On the 20th, the ship got underway from San Pedro bound for the Admiralty Islands. She arrived at Manus on 15 March but remained only until the 18th, moving via Hollandia in New Guinea to the Philippine Islands. She arrived in Leyte Gulf on 28 March. Over the next eight months, Beaverhead plied the waters of the Philippines, supplying various American bases. Although operating principally in that archipelago, the ship on occasion, voyaged to Borneo, Morotai, and Manus. Ultimately, Beaverhead sailed for home on 5 December. She transited the Panama Canal on 19 January 1946 and arrived in New York 11 days later. She moved to Norfolk, Virginia, during the second week in February and was decommissioned there on 8 March 1946. The ship was turned over to the Maritime Commission for disposal on 13 March 1946, and her name was struck from the Navy list on 28 March 1946. She was subsequently sold in February 1947.
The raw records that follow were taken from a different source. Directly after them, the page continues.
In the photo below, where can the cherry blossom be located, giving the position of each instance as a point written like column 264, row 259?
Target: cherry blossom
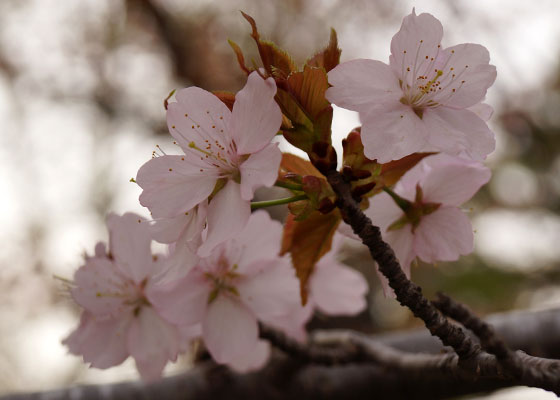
column 334, row 289
column 427, row 99
column 118, row 318
column 432, row 227
column 243, row 280
column 228, row 154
Beaverhead was sold to the Dutch shipping firm of Koninklijke Nederlandsche Stoomboot Maatschappij, N.V., on 28 March 1947, for $693,862, and renamed Hera. In 1963 she was sold to Bahamas Line, Panama, and renamed Omar Express. She was converted in 1967, to a self-unloading cement carrier, at the Avondale Shipyard, in Avondale, Louisiana, and renamed Cementos Ponce. In 1976 she was renamed Vanessa. She was finally scrapped at Veracruz, Mexico, sometime between 1982 and 1984.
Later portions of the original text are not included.